Research Data Management

Research Data Management is really important, but it is also a bit of a misnomer and very poorly explained in most places.

Its origins are in two separate concerns:

Experimental data gathered at great public expense should be made openly available, after the original creators have had a head start in exploiting it for publications.

It should be much easier for researchers to compare their work quantitatively to others, to check whether the results printed in papers can indeed by obtained by the stated mathematical method, and to see whether the results of new research are better, for example in terms of accuracy.

In Maths, it is the second of these two concerns which is the more important one for almost everyone.

As a result of these concerns, EPSRC and other funding bodies have brought in rules (effective May 1, 2015 for EPSRC-funded research) requiring authors of journal articles and conference papers to make their "underlying data" openly available, after a potential embargo period.

For typical Maths papers, this means the following: for each plot, unless it is a very simple function specified in the paper, the authors must provide either a file with the relevant tabulated data, or the software which generated the data and plot. The collected data forms a dataset which must be openly available and archived for at least 10 years using a permanent DOI label, and this DOI must be provided in the paper, typically in the Acknowledgements section after acknowledging EPSRC funding.

A few Maths researchers, including perhaps those working on Big Data, may write papers based on public datasets (e.g. Twitter) or private datasets (e.g. stock market datafeeds). These researchers can contact the open access coordinator (Patrick Farrell) about the rules.

If you would like to read more about RDM, here are some links:

Oxford University Research Data website

Oxford University Policy on the management of research data and records

EPSRC's own guidance on its Expectations

Note that the University RDM policy is effectively extending the rules to all research, not just that funded by EPSRC. For example, it has been suggested that DPhils will be required to deposit their "data" along with their dissertation as a requirement for graduation.

Dataset format

EPSRC does not specify the format in which you should store the data, so you should apply common sense.

Remember that the data is to be archived for a 10 year period; over that timescale, any proprietary format (such as an Excel spreadsheet, or a MATLAB code) may no longer be usable, although it may be the most helpful format in the short term. Also, not everyone will have access to the required proprietary software.

Consequently, the advice is to also include the simplest possible CSV (comma separated values) text file with the tabulated data.

You can upload individual files, but it may be simpler to create a Zip file holding everything, including a README text file which identifies the contents, and then there's just one file to upload.

Depositing the dataset in Symplectic

Having created a dataset, it has to be uploaded to the Oxford Research Archive where it will be held by the university for at least 10 years and given a permanent DOI label. You used to upload directly to ORA, but as of 23 May 2023 the only way to upload to ORA is via Symplectic. To do so, please follow the instructions on the Bodleian's Open Access webpage.

When to deposit

This is a slightly more difficult issue than one might expect.
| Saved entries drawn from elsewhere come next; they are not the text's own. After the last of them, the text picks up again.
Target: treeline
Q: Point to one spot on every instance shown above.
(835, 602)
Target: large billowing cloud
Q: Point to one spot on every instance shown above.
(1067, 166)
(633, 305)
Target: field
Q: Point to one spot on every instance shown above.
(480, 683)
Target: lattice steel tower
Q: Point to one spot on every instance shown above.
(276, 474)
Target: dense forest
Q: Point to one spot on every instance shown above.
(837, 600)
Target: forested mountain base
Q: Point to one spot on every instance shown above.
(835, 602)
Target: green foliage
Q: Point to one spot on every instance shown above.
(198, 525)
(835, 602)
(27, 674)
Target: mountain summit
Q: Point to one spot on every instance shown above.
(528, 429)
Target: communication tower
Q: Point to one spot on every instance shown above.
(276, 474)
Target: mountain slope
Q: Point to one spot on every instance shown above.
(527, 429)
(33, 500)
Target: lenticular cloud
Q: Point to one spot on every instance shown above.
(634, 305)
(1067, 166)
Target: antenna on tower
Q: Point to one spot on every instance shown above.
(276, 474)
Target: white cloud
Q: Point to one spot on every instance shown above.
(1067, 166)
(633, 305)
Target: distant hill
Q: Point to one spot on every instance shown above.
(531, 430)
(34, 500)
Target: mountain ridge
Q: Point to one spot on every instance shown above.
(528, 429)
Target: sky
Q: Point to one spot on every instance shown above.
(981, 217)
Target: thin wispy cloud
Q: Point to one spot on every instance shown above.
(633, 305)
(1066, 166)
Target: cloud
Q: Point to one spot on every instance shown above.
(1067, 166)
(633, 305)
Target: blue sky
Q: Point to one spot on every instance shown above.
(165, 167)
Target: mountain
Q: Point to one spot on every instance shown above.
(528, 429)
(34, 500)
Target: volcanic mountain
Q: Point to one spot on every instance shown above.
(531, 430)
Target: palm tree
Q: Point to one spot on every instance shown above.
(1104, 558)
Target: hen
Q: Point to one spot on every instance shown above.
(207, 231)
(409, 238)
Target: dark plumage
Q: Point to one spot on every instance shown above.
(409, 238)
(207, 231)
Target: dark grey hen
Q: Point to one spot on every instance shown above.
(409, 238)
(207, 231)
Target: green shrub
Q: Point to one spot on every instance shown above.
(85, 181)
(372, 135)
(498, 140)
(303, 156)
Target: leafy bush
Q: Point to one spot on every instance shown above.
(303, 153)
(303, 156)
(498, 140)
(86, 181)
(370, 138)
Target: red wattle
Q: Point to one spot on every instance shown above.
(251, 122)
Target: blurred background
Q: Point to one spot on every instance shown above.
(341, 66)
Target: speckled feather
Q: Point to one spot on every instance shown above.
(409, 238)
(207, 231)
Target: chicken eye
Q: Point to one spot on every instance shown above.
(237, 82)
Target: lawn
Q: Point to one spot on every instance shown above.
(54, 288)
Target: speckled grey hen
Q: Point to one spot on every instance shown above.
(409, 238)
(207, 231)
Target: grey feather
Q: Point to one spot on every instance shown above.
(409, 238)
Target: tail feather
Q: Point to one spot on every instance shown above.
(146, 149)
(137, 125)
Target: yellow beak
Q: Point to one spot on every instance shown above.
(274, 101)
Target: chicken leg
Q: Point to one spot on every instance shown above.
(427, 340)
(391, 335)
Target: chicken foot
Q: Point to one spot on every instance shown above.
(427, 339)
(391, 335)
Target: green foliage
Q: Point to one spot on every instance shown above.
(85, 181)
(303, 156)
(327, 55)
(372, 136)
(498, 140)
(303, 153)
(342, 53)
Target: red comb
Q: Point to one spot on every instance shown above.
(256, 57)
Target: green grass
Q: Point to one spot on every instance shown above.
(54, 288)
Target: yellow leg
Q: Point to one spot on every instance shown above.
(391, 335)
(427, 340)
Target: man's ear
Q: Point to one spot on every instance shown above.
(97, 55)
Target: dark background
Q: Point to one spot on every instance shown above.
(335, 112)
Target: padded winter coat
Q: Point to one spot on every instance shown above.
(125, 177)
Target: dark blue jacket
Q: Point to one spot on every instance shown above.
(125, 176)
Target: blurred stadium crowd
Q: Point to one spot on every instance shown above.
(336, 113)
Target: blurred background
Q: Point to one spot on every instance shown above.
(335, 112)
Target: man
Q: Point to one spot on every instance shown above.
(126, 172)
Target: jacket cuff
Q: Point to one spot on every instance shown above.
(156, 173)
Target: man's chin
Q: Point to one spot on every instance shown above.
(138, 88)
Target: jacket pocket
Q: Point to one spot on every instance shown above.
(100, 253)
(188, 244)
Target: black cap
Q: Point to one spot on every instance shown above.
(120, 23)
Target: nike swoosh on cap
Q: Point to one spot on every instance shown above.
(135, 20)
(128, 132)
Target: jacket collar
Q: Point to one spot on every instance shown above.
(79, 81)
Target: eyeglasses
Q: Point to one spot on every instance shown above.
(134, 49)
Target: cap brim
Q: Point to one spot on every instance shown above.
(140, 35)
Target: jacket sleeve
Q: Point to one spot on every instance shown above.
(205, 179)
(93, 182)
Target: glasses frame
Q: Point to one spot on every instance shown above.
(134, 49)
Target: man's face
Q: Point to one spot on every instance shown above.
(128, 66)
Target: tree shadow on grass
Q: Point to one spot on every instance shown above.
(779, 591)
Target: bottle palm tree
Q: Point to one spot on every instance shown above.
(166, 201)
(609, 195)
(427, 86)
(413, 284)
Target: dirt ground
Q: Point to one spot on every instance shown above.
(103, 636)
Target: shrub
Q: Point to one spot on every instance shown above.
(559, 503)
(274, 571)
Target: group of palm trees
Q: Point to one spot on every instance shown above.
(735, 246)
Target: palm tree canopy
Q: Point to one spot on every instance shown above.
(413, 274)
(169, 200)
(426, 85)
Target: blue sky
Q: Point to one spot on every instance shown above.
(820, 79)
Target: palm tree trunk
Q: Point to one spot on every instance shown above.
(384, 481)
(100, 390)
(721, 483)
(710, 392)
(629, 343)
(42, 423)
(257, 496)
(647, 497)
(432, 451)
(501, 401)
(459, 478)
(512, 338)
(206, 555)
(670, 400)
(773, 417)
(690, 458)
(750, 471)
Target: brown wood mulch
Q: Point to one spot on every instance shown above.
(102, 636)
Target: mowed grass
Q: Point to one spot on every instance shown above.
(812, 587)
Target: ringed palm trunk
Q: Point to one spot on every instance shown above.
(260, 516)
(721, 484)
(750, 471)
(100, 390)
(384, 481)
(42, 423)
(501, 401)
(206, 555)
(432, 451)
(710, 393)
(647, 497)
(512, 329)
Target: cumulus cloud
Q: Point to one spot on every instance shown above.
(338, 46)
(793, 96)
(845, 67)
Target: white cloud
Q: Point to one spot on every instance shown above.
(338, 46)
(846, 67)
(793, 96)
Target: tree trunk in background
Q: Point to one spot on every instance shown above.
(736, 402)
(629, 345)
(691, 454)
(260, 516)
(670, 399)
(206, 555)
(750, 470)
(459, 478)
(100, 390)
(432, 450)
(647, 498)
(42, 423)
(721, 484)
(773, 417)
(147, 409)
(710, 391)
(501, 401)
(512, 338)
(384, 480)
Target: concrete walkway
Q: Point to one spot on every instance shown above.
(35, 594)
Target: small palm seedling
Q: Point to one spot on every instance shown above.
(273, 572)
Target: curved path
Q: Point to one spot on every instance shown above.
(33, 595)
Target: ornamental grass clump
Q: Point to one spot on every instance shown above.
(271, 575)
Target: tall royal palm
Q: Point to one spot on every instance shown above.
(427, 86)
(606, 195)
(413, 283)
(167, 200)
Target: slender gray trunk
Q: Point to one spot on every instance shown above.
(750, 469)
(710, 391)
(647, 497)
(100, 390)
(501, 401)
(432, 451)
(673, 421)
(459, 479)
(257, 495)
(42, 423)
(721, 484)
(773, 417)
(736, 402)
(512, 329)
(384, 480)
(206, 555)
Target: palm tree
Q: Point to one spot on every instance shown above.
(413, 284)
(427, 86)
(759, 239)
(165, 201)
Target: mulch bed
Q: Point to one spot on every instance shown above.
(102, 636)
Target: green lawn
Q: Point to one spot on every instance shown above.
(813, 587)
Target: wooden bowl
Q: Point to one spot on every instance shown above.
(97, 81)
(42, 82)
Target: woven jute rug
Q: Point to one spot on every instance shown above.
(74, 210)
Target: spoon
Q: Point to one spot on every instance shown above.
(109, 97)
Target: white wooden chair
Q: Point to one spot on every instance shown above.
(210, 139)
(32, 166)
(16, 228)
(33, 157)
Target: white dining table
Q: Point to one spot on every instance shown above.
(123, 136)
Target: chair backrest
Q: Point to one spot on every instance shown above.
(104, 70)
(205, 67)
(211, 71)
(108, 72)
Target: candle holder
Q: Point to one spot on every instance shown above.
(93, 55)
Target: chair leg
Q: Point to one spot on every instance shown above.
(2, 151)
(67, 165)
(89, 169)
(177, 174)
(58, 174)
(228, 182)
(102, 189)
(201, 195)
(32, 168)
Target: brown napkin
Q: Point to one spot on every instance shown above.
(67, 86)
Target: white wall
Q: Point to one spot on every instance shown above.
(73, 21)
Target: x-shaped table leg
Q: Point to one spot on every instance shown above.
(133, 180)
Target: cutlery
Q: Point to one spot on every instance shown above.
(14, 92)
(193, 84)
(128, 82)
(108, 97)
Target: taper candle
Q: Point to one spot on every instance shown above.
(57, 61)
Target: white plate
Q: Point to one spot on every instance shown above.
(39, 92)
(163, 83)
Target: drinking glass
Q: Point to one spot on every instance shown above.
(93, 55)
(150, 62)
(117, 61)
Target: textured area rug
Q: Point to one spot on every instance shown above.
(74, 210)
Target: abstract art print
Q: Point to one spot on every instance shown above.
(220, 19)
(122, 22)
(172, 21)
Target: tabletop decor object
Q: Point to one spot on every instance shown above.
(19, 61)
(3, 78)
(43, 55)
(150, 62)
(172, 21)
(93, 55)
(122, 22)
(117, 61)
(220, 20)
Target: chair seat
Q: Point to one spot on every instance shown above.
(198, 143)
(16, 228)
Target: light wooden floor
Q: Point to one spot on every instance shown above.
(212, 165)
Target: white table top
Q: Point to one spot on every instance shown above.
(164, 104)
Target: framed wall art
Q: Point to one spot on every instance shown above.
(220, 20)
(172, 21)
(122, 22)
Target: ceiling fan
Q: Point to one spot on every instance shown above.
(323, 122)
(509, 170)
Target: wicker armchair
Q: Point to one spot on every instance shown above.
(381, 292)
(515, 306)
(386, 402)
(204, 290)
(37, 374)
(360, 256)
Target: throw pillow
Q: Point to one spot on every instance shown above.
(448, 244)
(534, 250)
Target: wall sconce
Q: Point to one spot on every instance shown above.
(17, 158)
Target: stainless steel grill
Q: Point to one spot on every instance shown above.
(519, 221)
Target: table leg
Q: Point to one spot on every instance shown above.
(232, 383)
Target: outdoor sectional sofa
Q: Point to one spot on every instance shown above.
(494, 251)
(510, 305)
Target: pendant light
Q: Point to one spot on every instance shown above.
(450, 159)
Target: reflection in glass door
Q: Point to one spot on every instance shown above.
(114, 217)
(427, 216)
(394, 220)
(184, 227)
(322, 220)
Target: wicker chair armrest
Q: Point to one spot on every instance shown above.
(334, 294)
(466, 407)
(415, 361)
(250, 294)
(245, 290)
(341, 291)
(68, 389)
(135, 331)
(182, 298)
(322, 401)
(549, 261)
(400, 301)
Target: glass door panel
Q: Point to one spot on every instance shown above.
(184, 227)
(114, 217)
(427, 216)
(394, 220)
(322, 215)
The problem is that the paper has to reference the DOI of the dataset, but once a dataset has been given a DOI you cannot change the dataset; you can only update some aspects of its metadata, such as the DOI of the paper it is associated with.

The advice therefore is as follows:

put a sentence like "In compliance with EPSRC's open access inititive, the data in this paper is available from http://dx.doi.org/xxx/xxx." in the Acknowledgements in the draft paper as it goes through the journal reviewing process

when the paper is accepted, generate and deposit the dataset, and edit the paper text to give the correct dataset DOI; this is the AAM (authors accepted manuscript) which you will also need to deposit in ORA to satisfy HEFCE's open access requirements, and with most journals this is the point at which you submit the source files for the paper so this should be OK, but with some journals you may need to make this change at the publication proof stage

when the paper finally appears in print or online, update the dataset metadata to give the full details of the paper, including its DOI.

An example

The example is a conference paper which can be downloaded from here.

The "data" in this paper consists of 3 figures; figure 1 is purely illustrative and has no real content, and the data in the other 3 figures is generated and plotted by software written in MATLAB.

It would be sufficient for EPSRC purposes to do either of the following:

provide text files which tabulate the data in each of the figures
provide the software which generates and plots each of the figures

In this case, both of these were done, and a zip file dataset was created which contains the figures, the tabulated data and the MATLAB codes, as well as a simple README text file which explains what is what. The dataset was then deposited and can be viewed by following this link.

In the paper, note the data access statement in the Acknowledgements. There is some flexibility on the precise wording, but the key is that it should specify the DOI for the dataset.